The very title of Steve McQueen’s “12 Years a Slave” provides that rare sliver of hope by establishing a rigid timeline within which the once-freed Solomon Northup (Chiwetel Ejiofor) would see release after being kidnapped and sold back into bondage in the mid-1800s. Northup’s story was a true, terrible thing, and by virtue of telling it, the burdens of all American slaves are unflinchingly realized by Ejiofor and McQueen alike.
Solomon’s journey from life as a respected Saratoga lawyer and family man to a fixture on several New Orleans plantations is conveyed with the same singular focus that defined McQueen’s earlier films, “Hunger” and “Shame.” Whereas the characters of those films (each played by Michael Fassbender) often inflicted pain upon themselves in pursuit of their passion and principles, Solomon is punished by slave traders and owners epitomized by the likes of Benedict Cumberbatch, Paul Giamatti, Paul Dano and, of course, Michael Fassbender, mostly vicious men who equate Solomon’s uncommon intelligence for common insolence.
From our lead’s perspective, the American South is a thicket of nightmarish scenarios wherein his rightful freedom is denied time and again.

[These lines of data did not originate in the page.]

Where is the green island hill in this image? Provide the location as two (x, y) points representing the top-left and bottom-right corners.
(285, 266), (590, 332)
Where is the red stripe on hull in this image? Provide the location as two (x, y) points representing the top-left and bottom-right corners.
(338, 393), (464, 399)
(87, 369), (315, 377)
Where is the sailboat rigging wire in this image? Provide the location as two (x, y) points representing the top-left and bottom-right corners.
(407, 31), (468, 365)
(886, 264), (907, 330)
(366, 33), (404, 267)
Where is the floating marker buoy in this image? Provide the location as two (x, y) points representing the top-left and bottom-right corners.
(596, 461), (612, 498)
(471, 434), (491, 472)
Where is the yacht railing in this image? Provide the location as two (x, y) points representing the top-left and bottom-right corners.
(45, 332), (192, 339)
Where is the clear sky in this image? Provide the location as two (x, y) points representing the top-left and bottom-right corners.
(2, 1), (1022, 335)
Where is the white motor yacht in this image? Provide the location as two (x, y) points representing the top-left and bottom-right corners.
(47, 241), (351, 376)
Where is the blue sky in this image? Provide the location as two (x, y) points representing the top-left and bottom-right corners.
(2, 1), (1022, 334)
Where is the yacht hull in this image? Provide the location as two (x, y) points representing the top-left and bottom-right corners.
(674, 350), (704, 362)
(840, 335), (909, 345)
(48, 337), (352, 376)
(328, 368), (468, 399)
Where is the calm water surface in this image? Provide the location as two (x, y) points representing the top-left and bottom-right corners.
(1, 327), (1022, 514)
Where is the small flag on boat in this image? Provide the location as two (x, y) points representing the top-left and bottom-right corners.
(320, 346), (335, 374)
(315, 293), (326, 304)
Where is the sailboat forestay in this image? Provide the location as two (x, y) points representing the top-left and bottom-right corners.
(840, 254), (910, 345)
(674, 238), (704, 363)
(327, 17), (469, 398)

Acts of brutality visited upon Solomon are nearly as unsettling for their casual occurrence as they are for their physical violence, and even rare gestures of mercy are tinged with reminders of this man’s supposed inferiority. (The gift of a violin is accompanied by the reminder that it should bring both parties entertainment “for a great many years to come.”)
“Slave” might be the most grimly accurate depiction of American slavery committed to film, which in turn threatens to render monotonous countless inhumane offenses as the story stretches into its third hour. It’s not that McQueen and writer John Ridley (working from Northup’s own memoir) could help it, assuming they even wanted to. The subject matter doesn’t exactly invite comic relief, while cutting away to Solomon’s surely concerned family up north would have rung false and detracted from such an aptly oppressive experience.

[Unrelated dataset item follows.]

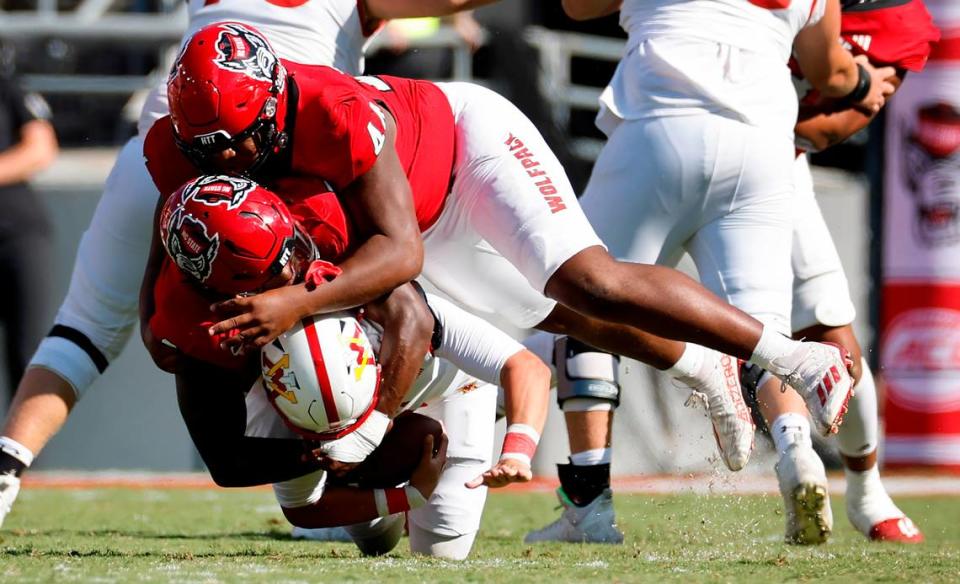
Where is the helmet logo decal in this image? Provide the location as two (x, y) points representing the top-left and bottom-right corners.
(184, 175), (256, 210)
(166, 210), (221, 284)
(213, 23), (278, 83)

McQueen nonetheless manages to reinvigorate these cruelties on each occasion, whether cutting between the sounds of music and the sights of agony during scenes of mandatory celebration or forced separation, or subtly incorporating his trademark long take during an extended whipping scene as the potential for maximum emotional and physical anguish aligns with a harsh sense of inevitability. For the most part, these high emotions are matched well by Hans Zimmer’s score, although the odd flair of “Inception”-like bombast deflates one particularly tense encounter early on.

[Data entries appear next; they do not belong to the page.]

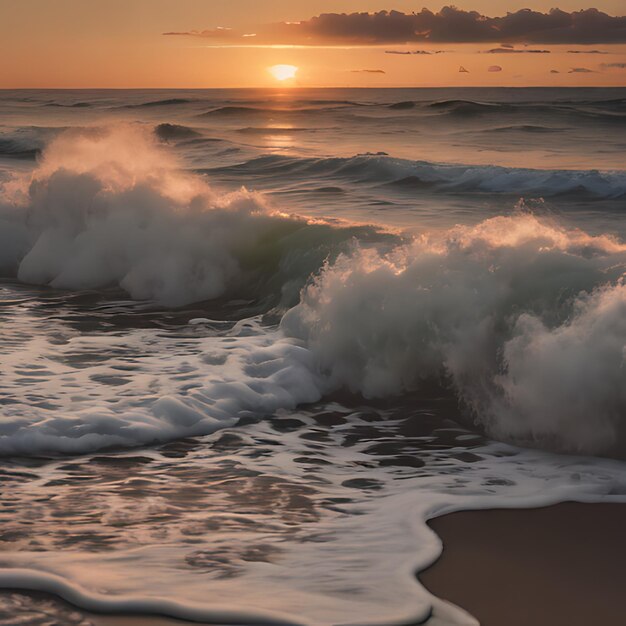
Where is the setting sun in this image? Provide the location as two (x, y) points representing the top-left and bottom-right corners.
(268, 64), (298, 81)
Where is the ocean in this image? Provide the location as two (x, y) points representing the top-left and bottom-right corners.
(0, 87), (625, 625)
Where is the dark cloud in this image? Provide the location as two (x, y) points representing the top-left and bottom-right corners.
(488, 65), (503, 72)
(567, 49), (608, 53)
(550, 69), (561, 73)
(350, 69), (386, 73)
(601, 62), (626, 68)
(459, 66), (470, 73)
(163, 27), (233, 37)
(385, 49), (446, 55)
(568, 67), (596, 72)
(165, 8), (626, 45)
(483, 47), (550, 53)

All of that impeccable composure and noble intent would be for naught were Ejiofor not the one grounding each indignity as Solomon. It’s not that this ensemble is a feeble one -- I’ve failed to yet mention Sarah Paulson, Alfre Woodard, Garret Dillahunt, or astounding newcomer Lupita Nyong’o -- but especially when compared to the showy ferocity offered up by Fassbender or bland sympathy provided by co-producer Brad Pitt as a Canadian abolitionist, Ejiofor’s tightly clenched conviction perfectly embodies hope and righteousness against all odds. He gives the best performance of his career to date, and what’s more, he gives “Slave” its bruised, beating heart with every scene.